We wanted to look into this trend. We searched for conversations of new home builds and found a 60% surge in post volume since September 2020. This finding matches what the press has widely reported in states like Iowa, Texas, and Arizona. Interestingly - social listening data corroborates the interest in those states as well. We found surging post volume in each of those around the topic.

In the world of rising interest rates, people locked in mortgages at 2-3% are unwilling or unable to move and give up those rates. As a result, there are much fewer used homes on the market. Millennials are turning to new home construction to meet their housing needs.

Post volume associated with new home builds
Figure 4: Post volume associated with new home builds (2020 through 2023); Infegy Atlas data.
Post volume by state associated with new home builds
Figure 5: Post volume by state associated with new home builds (2020 through 2023); Infegy Atlas data.

High millennial positivity

To corroborate our hunch that the driving force behind this new home build positivity is coming from millennials, we looked at the age distribution attached to this query. We found that 25 - 44-year-olds comprised 47% of the post volume attributed to new home building.
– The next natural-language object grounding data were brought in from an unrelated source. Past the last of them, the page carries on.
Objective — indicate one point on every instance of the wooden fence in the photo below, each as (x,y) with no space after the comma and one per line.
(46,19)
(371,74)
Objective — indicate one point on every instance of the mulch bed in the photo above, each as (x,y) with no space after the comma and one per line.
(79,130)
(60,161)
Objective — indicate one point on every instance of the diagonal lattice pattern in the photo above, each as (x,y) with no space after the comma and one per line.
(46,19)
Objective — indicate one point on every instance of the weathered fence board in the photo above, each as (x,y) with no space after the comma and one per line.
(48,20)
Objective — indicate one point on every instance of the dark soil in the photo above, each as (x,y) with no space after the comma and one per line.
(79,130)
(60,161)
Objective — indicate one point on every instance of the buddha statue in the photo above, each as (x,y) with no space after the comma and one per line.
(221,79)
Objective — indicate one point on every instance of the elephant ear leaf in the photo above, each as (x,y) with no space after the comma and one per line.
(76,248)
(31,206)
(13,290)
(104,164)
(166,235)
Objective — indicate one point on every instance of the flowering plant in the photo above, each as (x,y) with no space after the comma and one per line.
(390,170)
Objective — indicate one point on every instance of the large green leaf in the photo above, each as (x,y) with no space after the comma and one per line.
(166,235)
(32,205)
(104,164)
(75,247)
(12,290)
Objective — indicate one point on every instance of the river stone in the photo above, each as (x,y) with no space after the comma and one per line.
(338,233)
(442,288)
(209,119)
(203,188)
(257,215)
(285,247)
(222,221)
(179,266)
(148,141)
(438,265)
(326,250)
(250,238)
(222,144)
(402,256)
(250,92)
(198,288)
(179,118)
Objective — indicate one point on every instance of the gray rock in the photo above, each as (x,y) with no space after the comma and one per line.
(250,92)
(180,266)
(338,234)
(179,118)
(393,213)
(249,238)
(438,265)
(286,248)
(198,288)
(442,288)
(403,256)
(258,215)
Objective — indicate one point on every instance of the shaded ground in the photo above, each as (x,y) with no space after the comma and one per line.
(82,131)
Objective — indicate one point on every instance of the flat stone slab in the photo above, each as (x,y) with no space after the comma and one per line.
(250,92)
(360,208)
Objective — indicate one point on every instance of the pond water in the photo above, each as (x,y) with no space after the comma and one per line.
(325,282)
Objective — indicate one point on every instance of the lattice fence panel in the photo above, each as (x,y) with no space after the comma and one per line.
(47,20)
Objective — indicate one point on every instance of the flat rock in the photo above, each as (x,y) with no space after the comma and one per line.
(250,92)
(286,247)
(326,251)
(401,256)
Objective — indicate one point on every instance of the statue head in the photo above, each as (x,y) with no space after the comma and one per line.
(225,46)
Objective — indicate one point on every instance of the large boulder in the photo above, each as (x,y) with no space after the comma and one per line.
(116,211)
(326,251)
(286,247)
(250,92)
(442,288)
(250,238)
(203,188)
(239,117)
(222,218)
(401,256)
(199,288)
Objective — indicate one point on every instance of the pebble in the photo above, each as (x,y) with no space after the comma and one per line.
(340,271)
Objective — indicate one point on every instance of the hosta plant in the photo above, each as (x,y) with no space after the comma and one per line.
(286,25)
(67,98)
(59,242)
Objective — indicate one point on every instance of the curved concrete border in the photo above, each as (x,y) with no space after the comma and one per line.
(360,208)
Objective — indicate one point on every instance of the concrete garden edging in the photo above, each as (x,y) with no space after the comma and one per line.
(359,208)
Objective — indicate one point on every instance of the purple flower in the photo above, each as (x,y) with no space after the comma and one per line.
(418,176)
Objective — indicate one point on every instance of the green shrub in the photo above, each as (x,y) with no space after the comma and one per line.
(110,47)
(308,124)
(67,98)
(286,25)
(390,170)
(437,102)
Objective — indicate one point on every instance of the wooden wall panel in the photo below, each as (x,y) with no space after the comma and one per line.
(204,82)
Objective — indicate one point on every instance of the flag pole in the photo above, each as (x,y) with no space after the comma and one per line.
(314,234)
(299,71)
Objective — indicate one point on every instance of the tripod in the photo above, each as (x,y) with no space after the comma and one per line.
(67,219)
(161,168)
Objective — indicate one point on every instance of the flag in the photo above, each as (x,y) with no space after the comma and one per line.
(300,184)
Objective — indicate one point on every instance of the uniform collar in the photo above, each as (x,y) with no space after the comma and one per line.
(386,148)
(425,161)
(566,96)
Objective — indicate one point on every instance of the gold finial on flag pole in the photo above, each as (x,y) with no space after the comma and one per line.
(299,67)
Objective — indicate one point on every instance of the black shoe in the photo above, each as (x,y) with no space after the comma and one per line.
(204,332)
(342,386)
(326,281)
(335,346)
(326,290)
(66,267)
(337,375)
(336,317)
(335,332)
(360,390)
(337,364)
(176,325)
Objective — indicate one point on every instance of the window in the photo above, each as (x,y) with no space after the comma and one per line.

We also found that 35-44-year-olds lead the positivity score with 81%.

Age distributions associated with new home builds
Figure 6: Age distributions associated with new home builds (2020 through 2023); Infegy Atlas data.

Takeaways for your social listening practice

Our analysis of millennial home buying trends through social listening data uncovered a surprising and more positive perspective than commonly portrayed. This data challenges prevailing narratives, showing that millennials and younger generations actively engage in home-buying discussions that often express positivity. We've also identified an emerging trend: millennials' growing interest in new home construction. Social listening provides a powerful lens through which we can gain deeper insights into customer behavior, enabling us to make informed decisions and stay ahead of the curve in a rapidly changing market landscape, knowledge that is especially for real estate companies, or any businesses looking to cater to their evolving customer preferences.